Liberia Travel Warning
Issued by US Department of State
Aug 02, 2004
This Travel Warning is being issued to update security information on Liberia. The Department of State continues to urge American citizens to defer non-essential travel. This supersedes the Travel Warning of January 7, 2004.
There is no effective police force in Liberia at this time, and UNMIL peacekeepers likely will not be fully deployed for several more months. On December 7, 2003, the United Nations Mission in Liberia (UNMIL) began its disarmament program, through which armed combatants exchange their weapons for payment. The influx of personnel to that site resulted in increased incidents of armed robbery in the area of the weapons collection zone. Subsequent disarmament exchanges have gone more smoothly, but the potential for volatility remains.

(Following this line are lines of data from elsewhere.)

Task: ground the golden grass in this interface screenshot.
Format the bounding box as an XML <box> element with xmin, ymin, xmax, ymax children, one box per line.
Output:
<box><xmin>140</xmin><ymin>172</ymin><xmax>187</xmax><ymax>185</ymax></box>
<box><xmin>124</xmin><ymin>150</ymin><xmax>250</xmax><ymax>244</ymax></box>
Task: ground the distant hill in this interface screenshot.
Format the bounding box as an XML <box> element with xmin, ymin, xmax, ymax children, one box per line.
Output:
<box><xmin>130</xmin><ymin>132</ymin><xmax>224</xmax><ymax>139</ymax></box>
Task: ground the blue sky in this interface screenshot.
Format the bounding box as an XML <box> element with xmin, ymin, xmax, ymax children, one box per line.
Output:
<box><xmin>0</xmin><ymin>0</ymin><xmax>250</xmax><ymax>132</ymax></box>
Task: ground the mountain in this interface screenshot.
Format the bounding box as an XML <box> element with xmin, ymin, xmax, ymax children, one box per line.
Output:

The disarmament program is expected to continue for many months, at multiple sites throughout the country. For the immediate future, more occurrences of localized violence are possible, particularly in and around disarmament sites.

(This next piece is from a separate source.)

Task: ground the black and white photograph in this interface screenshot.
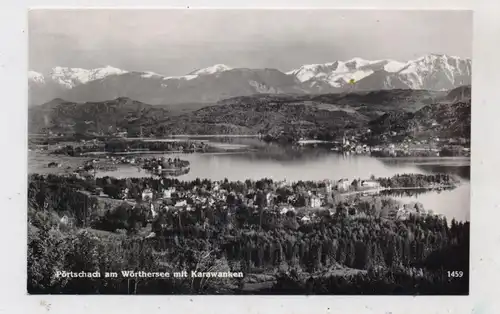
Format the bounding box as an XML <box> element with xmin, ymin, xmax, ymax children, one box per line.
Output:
<box><xmin>28</xmin><ymin>8</ymin><xmax>473</xmax><ymax>296</ymax></box>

Although the Department of State lifted the Ordered Departure status for non-emergency employees of the U.S. Embassy in Monrovia in September 2003, the Department of State continues to urge U.S. citizens to defer non-essential travel to Liberia. The US Embassy has imposed restrictions on travel outside Monrovia by personnel due to security concerns. Private Americans who remain in or travel to Liberia despite this Warning should avoid travel into the interior of the country. The situation in Monrovia and other areas outside the zones of conflict remains unpredictable, and resident Americans are urged to exercise caution in their activities. Airlines continue limited flights into and out of Monrovia, although this may change periodically.
The frequency of armed clashes between factions has dropped steeply since the end of the 2003 conflict. Sustained fighting has not occurred for some time. However, despite successful peace talks and deployment of ECOMIL forces earlier in 2003 and UNMIL forces in October, low-intensity fighting between various armed factions could flare up in the countryside unpredictably. Due to the fighting, principal roads to Sierra Leone and Guinea, and from Monrovia to western Liberia, are sometimes closed. Travel over many roads has become prohibitively dangerous. There is also a growing threat of violent crime in Monrovia and elsewhere.

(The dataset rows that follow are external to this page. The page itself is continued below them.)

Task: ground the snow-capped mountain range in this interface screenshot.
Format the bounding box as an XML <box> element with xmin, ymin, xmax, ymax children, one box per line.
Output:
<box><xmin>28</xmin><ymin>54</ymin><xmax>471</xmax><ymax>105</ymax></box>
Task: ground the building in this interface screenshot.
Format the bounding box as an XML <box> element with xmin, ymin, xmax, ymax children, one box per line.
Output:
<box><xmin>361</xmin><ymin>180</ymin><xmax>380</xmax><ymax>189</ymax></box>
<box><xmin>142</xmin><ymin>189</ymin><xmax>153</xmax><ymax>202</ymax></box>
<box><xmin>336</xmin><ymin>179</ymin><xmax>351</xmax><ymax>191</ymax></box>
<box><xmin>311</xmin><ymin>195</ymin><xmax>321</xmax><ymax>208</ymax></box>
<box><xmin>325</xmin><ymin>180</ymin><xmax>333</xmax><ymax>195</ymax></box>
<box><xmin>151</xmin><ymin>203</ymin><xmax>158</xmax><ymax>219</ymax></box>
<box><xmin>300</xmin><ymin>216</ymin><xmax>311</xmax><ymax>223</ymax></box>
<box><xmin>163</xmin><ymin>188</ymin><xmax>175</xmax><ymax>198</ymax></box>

The security situation in general, both government and rebel roadblocks, and the lack of reliable communications systems in Liberia limit the Embassy's ability to provide assistance to U.S. citizens outside the Monrovia area.
U.S. citizens in Liberia should be aware of their surroundings at all times and use caution in traveling. Travel anywhere after dark is strongly discouraged. Owing to the potential for violence, U.S. citizens should avoid crowds, political rallies, street demonstrations, and any gathering of security forces. Americans should report any threats or suspicious activity to the Embassy in Monrovia and monitor the local media for developments that may affect their safety and security.